その動きが乳首とクリトリスに付けられたクリップの紐に伝わり、
かごの錘が揺れてえりをさらに追い込んでいた。
私は、一刻も早くなんとかしなければと焦っていた。
 「え……えりがどんな酷い目にあってきたか、この前聞いたわ。
こうして、今も、このサークルの連中に、同じようなことをされているのね。脅されているんだと思う」
 私は目の前のえりに対してだけではなく、
扉の向こうにいる姉ヶ崎奈美江に対しても同時に意思表示していた。
だから多少演技がかったところがあった。
 だが実は、部室にいたのは姉ヶ崎奈美江だけではなかった。
複数の男子たちが隠れていて、いまかいまかと待ち構えていたのだ。
 何も知らないのは、この場所で私一人。
それが一ヶ月前の自分の姿だった。

「ずいぶんえらそうに演説しているじゃねえか。え? アコ」
 一ヶ月前の自分が写っているモニターの前でうつむいていた全裸の私は、
お尻の下の画鋲の痛みに耐えながらあごをしゃくりあげられ、
昔の、友情ぶっていた自分を反省させられる。
画面の中の私は必死に叫んでいた。
「もう大丈夫よ。もう大丈夫なのよ」
 まるで自分に言い聞かせるように繰り返すかつての私がいた。
「あ……姉ヶ崎さんと約束したわ。私がえりを信じてるって事、
えりも私を信じてるって事、二人の信頼関係を彼女に見せれば、もう解放してくれるって。
ねえ、お願い。一言、言って。私を信頼してるって」
 熱心に、しかも芝居がかってえりに語りかけていた私だったが、
いまから考えれば、私は最初から空回りしていた。
 えりにはわかっていたのだ。
サークルのメンバーがえりや私と対等な約束なんかするわけなどないということを。
えりは島から「一切声を出すな」と言いつけられていたのだ。
そのことを知らない私はえりに「信頼している」と言わせさえすれば、
彼女を今後一切奴隷の立場から解放してあげるという姉ヶ崎奈美江の約束にまだ縋っていた。

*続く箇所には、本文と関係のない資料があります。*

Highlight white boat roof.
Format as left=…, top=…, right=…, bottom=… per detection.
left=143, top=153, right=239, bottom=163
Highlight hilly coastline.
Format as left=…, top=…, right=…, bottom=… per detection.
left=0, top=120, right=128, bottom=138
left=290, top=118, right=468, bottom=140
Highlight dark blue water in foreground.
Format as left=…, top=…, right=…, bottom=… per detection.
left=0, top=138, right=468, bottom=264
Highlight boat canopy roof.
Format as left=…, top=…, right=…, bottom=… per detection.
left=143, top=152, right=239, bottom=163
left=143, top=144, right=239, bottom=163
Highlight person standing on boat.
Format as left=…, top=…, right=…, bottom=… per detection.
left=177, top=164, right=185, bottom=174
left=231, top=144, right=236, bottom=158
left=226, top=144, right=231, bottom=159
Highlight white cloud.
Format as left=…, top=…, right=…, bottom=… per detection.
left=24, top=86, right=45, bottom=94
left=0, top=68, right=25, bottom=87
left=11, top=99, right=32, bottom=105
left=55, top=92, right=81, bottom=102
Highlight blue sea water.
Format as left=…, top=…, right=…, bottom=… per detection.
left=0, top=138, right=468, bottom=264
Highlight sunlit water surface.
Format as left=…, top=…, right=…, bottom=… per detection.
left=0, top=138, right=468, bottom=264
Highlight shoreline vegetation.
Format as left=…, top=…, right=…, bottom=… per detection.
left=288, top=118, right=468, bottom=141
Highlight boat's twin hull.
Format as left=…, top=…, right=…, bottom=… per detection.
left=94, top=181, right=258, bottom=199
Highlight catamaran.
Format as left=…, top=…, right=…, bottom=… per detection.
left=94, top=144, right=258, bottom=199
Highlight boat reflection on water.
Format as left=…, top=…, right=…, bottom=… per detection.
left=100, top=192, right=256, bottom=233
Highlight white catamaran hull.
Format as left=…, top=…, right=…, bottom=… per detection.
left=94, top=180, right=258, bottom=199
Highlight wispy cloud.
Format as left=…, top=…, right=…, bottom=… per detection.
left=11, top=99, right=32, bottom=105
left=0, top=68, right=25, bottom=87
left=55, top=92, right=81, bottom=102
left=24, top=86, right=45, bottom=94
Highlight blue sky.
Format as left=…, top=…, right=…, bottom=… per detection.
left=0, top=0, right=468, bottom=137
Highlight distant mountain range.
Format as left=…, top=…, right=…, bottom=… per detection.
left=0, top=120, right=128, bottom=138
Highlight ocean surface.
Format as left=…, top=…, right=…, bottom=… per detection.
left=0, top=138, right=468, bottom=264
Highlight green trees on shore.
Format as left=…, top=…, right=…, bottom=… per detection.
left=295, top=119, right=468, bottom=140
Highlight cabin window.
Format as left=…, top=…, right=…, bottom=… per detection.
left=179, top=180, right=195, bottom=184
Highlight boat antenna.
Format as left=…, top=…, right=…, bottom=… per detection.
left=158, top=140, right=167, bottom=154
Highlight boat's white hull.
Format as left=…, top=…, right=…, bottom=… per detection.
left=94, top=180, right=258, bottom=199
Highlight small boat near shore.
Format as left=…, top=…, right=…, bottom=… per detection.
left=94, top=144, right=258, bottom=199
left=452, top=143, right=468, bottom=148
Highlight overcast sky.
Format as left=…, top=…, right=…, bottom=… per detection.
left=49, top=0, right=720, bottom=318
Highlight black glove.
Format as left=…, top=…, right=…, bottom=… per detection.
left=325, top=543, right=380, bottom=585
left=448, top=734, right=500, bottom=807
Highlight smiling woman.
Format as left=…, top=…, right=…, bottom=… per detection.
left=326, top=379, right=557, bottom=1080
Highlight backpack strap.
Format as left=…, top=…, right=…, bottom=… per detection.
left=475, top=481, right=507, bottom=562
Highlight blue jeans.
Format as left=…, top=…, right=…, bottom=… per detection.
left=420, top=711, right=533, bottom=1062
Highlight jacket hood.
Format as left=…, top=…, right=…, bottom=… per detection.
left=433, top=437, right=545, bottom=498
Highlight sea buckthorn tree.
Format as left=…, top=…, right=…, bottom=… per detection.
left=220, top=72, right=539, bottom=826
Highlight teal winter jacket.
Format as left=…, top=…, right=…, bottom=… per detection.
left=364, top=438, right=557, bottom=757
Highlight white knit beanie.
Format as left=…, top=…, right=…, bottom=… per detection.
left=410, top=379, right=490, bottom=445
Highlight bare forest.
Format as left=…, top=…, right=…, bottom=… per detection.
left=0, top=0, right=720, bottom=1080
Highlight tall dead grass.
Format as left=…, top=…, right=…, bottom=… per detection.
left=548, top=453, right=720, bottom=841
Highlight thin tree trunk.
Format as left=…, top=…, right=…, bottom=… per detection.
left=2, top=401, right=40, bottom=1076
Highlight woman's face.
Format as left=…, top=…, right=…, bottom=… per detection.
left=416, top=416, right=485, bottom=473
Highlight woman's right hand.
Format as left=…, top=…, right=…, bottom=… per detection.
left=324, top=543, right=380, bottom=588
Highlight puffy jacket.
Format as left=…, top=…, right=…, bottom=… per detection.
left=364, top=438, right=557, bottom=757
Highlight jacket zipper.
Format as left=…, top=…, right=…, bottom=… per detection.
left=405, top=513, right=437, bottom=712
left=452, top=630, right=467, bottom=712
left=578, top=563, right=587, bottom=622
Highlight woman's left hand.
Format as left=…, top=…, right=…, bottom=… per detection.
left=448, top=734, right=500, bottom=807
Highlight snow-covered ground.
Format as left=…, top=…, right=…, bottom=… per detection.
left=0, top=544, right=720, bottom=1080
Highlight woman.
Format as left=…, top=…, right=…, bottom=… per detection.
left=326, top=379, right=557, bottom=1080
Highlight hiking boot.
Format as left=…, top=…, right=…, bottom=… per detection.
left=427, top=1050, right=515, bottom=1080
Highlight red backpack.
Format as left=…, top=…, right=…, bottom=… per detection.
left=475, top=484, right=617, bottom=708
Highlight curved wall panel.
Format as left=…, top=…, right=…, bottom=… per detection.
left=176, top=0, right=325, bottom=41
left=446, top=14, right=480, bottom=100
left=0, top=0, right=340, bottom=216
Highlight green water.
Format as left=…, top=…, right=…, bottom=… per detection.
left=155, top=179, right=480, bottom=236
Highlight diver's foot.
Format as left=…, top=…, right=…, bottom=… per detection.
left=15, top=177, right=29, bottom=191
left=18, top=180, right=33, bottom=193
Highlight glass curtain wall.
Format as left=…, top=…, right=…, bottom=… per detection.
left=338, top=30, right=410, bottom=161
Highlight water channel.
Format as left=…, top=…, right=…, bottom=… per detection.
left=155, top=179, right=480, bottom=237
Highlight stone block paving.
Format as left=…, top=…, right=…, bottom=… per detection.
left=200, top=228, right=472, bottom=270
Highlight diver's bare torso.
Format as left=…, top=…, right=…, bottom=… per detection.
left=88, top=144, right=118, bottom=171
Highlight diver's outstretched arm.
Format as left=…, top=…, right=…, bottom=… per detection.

  そんな私と、えりの過去の映像を見ながら島が勝ち誇ったように言う。
「えりが勝てばアコは負け、アコが勝てばえりはお仕置き。
奴隷に勝ちはない。持ち主を楽しませることだけが存在理由だったんだよ。最初から」
  私も、最初から奴隷にさせられる運命だったというのだ。
私は画鋲の痛みと共に悔しさを噛み殺す。